La constitution de 2018 consacre le retour au parti unique. Une éventualité qui peut toutefois être évitée si le président élu se montre prêt au dialogue.

La loi fondamentale qui régit le Burundi depuis mai 2018  fait craindre le  retour  à un monopartisme.  En exil depuis 2015, Frédéric Bamvuginyumvira qui fut premier vice-président de la République, relève les changements en ce qui est de la constitution d’un gouvernement.

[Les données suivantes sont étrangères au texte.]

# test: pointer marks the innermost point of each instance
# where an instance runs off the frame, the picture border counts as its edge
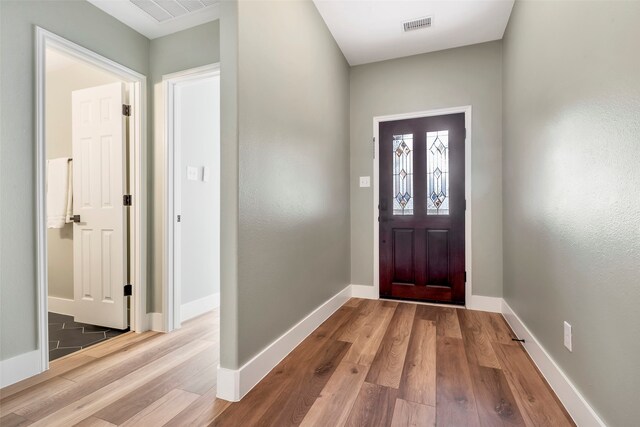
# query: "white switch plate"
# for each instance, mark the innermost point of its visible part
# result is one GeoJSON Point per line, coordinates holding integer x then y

"L’article 128 précise que les ministres  vont provenir de n’importe où sans tenir compte des résultats des partis politiques lors des élections. Avec  la constitution qui était issue des accords d’Arusha, les partis politiques  qui participaient aux élections se heurtaient au prorata des résultats obtenus et des places obtenues à l’Assemblée nationale et ils pouvaient prétendre être au gouvernement. Maintenant cet article n’existe plus."

Le CNDD-FDD ultra-majoritaire au Parlement

Cette  même constitution promulguée en Juin 2018, stipule que la moitié des  2/3 de la chambre basse du parlement est indispensable pour  faire adopter une loi. Le  CNDD-FDD (le parti au pouvoir, ndlr) dispose de plus des 2/3 des sièges de l’Assemblée nationale. Selon Frédéric  Bamvuginyumvira, le parti au pouvoir a donc les coudées franches pour faire passer toutes les lois qu’il souhaite.

"L’article 180 précise que pour  que les travaux débutent à l’Assemblée nationale, il faut un quorum requis de 2/3. Et la majorité requise pour passer au vote c’est la majorité absolue c’est-à-dire 50% + 1. Donc ce qui signifie que c’est le seul parti politique qui va être le maitre du jeu. À l’Assemblée nationale et au Sénat, il n’y aura jamais de vote qui peut s’opposer à ce qu’une loi passe."

Pouvoir absolu

En outre, la même  constitution offre, selon certains analystes et hommes politiques, un pouvoir absolu au chef de l’Etat. Une loi qui n’est pas, par exemple, promulguée par le président, devient caduque 30 jours après son adoption.

Malgré cela, le politologue Gérard Birantamije estime qu’il faut garder espoir. La pratique, dit-il, pourrait être autre même si la constitution actuelle peut favoriser ce retour au monopartisme.

"Ce n’est pas tant que le parlement est meublé par un seul parti  ou que c’est le seul parti qui se trouve aux  commandes  à l’exécutif  qui fait que le modèle  soit vraiment un monopartisme. On voit ça dans d’autres pays, ça dépend  du système politique en question. Si réellement les institutions vont finalement œuvrer pour l’intérêt général, je trouve  que si ça marche ailleurs, ça pourrait aussi marcher ici. Le problème  justement qui  se pose  c’est cette confusion  entre le parti-Etat qui est déjà là et qui va être renforcé à l’issue de ces élections de 2020."

Le président élu en mai, Évariste Ndayishimiye, entrera en fonction en août et l’Assemblée nationale fera sa rentrée au mois de Juillet 2020.